I've been at this lonely outpost 10 days now. Two days ago the missiles started falling on their "targets of opportunity." There are no newspapers here. We get our news from Al-Jazeera, which is just a series of pictures to me as I don't speak Arabic.
"There's 80,000 protestors in the street yesterday in Athens," Mahfouz says. Mahfouz runs the coffee shop here. We play chess together. We're about evenly matched. I've caught him cheating twice. "Cairo, Islamabad, of course. You know how many protestors in your own country? A thousand in Chicago, two thousand, three thousand New York. Nothing. Not even in San Francisco where you say you're from."
Mahfouz's daughter places another cup of mint tea near my fingers and I shear her off 800 fils from my small stack of fils and dinars without taking my eyes from the board.

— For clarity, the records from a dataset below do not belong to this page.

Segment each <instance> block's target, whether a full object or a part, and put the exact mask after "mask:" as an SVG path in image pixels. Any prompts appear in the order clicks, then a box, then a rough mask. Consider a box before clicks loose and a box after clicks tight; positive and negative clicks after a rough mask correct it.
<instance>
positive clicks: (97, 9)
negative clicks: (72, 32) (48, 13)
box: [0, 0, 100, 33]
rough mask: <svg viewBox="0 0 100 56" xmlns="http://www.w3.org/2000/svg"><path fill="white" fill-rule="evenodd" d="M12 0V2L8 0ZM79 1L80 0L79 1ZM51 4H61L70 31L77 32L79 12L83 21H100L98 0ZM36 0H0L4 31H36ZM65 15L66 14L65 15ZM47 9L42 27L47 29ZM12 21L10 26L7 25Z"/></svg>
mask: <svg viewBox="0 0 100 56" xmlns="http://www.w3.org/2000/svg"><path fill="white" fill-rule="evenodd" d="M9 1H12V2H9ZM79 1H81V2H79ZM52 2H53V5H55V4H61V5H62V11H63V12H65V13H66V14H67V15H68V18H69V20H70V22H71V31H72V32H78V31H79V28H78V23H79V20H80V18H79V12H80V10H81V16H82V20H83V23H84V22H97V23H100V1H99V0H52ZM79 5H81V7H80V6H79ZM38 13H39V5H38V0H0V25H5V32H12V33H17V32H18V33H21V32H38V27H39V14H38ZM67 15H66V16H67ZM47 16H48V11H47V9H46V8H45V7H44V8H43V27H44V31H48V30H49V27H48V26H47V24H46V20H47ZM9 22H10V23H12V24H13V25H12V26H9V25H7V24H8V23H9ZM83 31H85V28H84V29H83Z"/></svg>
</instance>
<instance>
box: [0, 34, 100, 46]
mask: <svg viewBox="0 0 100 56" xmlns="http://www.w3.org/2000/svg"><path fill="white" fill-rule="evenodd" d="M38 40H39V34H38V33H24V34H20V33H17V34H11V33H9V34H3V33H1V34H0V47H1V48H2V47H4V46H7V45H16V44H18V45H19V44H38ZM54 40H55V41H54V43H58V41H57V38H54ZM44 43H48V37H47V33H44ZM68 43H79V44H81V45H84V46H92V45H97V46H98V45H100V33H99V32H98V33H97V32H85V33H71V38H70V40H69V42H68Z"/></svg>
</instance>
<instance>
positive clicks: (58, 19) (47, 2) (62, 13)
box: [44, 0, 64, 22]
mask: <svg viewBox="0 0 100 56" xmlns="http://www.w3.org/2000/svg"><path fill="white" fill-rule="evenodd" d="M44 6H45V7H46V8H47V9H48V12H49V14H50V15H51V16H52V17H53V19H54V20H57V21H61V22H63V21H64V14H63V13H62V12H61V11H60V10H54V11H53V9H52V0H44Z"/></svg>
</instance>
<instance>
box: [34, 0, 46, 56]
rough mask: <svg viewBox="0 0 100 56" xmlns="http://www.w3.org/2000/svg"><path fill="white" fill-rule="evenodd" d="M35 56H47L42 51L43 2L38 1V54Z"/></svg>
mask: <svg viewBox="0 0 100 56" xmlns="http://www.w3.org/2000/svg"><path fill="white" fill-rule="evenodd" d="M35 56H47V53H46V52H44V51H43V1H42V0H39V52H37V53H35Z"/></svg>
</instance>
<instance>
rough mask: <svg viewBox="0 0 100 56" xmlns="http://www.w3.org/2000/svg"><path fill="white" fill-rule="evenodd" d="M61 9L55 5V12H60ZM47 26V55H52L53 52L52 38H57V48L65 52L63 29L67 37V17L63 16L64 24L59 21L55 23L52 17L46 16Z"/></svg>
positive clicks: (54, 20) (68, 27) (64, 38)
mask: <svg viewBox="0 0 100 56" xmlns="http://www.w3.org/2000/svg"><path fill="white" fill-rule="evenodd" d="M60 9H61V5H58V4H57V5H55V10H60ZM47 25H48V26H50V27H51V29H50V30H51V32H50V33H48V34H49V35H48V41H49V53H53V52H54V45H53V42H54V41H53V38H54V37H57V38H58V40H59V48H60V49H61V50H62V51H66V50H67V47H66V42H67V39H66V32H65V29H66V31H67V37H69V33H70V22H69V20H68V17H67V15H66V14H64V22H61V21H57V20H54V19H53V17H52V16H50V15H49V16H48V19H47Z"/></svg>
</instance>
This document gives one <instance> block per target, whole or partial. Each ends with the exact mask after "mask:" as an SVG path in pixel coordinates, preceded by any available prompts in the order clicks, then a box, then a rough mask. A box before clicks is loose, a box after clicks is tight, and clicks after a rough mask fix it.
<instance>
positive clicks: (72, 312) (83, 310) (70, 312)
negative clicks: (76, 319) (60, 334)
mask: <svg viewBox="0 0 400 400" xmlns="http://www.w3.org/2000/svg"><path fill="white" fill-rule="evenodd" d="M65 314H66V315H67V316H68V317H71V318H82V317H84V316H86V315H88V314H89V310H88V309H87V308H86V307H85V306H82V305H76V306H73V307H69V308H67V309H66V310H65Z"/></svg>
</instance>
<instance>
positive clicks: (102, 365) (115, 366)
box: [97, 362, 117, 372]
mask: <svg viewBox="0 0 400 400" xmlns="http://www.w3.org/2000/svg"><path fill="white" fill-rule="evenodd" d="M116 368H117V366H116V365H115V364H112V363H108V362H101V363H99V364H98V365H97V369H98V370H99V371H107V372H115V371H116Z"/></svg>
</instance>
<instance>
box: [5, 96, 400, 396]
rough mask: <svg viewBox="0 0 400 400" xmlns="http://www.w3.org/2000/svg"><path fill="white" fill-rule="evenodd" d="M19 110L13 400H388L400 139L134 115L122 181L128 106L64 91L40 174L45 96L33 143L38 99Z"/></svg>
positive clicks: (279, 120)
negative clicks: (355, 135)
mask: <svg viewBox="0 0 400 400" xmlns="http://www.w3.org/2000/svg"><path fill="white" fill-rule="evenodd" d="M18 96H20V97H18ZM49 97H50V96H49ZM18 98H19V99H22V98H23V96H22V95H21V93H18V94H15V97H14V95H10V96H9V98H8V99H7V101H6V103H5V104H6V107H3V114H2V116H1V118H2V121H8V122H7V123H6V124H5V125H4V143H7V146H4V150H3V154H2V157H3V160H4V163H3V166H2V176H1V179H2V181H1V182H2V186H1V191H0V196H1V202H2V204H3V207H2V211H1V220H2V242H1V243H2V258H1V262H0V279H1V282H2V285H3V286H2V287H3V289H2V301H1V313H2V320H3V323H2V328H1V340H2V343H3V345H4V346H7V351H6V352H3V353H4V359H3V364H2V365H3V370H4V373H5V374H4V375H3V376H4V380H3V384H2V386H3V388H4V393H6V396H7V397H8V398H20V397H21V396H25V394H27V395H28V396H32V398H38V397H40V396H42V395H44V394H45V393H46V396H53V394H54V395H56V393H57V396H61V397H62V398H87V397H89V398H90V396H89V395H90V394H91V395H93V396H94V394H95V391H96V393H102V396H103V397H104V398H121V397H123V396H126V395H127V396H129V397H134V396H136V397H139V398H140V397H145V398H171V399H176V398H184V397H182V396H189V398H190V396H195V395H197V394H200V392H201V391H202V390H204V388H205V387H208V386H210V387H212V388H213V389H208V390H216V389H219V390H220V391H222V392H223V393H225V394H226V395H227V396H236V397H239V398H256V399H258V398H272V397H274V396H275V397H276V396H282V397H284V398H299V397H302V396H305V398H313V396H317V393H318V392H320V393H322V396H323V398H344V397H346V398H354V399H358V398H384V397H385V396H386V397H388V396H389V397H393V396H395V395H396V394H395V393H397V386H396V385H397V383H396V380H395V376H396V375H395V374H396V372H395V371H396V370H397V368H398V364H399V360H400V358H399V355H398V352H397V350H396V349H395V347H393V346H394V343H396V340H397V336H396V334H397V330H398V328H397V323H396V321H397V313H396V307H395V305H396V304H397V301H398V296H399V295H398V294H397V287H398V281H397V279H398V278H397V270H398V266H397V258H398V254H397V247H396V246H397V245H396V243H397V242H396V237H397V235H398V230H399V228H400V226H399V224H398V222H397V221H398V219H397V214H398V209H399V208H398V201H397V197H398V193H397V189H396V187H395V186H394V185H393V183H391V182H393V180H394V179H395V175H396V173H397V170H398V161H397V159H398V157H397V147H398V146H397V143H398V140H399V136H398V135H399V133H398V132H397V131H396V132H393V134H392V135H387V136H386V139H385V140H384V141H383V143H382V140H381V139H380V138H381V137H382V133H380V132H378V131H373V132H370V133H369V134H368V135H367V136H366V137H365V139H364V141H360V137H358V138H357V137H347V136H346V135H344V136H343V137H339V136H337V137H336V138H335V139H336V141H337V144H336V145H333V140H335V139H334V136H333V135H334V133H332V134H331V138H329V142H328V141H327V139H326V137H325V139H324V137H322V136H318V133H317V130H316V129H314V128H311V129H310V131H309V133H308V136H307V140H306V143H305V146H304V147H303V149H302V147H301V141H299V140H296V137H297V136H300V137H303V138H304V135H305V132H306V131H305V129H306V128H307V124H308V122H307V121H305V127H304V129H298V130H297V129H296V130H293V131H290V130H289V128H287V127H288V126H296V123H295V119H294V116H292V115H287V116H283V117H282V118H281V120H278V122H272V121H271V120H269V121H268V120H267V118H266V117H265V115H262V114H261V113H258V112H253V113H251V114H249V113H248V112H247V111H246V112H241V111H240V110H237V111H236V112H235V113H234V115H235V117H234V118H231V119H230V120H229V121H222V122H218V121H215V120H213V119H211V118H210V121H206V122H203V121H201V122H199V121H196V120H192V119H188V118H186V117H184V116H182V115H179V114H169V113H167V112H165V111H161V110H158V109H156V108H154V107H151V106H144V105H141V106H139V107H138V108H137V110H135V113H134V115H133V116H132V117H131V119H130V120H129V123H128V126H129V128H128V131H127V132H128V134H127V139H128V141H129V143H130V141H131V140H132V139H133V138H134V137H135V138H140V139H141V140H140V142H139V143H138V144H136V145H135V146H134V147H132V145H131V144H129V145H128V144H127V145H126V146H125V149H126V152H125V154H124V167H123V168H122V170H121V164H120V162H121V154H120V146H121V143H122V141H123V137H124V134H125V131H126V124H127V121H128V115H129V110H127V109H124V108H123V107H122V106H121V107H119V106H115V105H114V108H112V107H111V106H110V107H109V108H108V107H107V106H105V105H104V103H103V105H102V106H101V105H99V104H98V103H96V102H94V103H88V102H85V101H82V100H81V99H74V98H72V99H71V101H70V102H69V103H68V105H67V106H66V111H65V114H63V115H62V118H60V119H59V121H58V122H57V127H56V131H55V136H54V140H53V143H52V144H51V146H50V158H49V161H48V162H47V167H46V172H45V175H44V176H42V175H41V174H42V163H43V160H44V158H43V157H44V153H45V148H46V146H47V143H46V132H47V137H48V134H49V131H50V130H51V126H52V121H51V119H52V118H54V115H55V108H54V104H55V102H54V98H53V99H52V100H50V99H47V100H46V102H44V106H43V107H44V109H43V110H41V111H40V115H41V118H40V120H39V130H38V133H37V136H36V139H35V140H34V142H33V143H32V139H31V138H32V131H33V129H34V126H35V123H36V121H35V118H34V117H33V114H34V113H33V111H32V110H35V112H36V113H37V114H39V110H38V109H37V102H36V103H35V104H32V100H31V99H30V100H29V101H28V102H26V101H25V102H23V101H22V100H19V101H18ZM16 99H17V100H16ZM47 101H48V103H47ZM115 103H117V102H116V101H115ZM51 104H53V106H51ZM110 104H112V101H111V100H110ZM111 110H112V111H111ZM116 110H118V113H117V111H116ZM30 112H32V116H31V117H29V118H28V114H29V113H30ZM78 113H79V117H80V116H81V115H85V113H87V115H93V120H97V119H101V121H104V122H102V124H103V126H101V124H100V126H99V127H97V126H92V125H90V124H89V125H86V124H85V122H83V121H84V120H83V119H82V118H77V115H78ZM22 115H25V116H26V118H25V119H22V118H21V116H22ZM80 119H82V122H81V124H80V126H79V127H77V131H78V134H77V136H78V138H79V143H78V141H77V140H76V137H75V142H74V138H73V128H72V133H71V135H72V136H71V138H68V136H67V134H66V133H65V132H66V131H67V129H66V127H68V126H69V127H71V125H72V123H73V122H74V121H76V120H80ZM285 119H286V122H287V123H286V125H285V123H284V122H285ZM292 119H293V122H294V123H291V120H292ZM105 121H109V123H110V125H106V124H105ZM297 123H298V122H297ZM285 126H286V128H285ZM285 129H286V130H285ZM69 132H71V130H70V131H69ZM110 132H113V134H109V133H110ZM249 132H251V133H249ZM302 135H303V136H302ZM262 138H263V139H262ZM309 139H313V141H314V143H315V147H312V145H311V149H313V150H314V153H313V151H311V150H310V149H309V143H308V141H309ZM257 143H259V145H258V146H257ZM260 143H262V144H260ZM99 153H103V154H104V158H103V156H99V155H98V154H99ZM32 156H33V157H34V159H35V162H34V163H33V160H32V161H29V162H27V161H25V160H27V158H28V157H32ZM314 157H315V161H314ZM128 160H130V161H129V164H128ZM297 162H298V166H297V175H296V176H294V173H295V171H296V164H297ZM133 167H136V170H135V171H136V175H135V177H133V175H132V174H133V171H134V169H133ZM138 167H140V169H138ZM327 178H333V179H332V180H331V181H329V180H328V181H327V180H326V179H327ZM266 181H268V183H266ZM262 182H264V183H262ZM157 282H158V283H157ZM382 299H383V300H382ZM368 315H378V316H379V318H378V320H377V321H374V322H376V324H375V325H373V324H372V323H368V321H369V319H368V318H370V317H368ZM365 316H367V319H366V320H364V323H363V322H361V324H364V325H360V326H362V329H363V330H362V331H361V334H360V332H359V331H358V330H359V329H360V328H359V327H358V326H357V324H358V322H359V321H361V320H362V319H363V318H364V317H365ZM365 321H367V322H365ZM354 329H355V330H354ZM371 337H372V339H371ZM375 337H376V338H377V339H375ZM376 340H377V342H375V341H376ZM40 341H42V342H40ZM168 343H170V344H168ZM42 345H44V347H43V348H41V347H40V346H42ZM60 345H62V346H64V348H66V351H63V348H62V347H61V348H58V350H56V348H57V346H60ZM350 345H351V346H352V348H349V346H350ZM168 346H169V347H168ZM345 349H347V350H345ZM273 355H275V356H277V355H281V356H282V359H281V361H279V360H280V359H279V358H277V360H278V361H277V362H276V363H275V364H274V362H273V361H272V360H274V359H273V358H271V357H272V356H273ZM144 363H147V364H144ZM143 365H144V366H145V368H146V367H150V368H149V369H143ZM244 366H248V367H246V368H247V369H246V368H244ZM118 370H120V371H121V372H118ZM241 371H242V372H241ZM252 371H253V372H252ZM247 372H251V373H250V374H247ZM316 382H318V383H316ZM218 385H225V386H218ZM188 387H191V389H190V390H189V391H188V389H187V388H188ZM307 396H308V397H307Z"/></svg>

"That's because Americans are apathetic," I say. "Even during war. The Republicans are pumping horse tranquilizers into our water supply. 'Joe Millionaire' does the rest." I mean it as a joke. But when Mahfouz looks at me with a strange smile I think for a second it could be true.
Ten days ago they kicked me out of Iraq. I had been sleeping in a power plant on the southern edge of Baghdad. They either decided I was a spy or they worried that my death would only cause them more trouble when the war was over. When I get home Ashcroft may try me as a traitor, but probably not. Still, I'm not ready to go yet.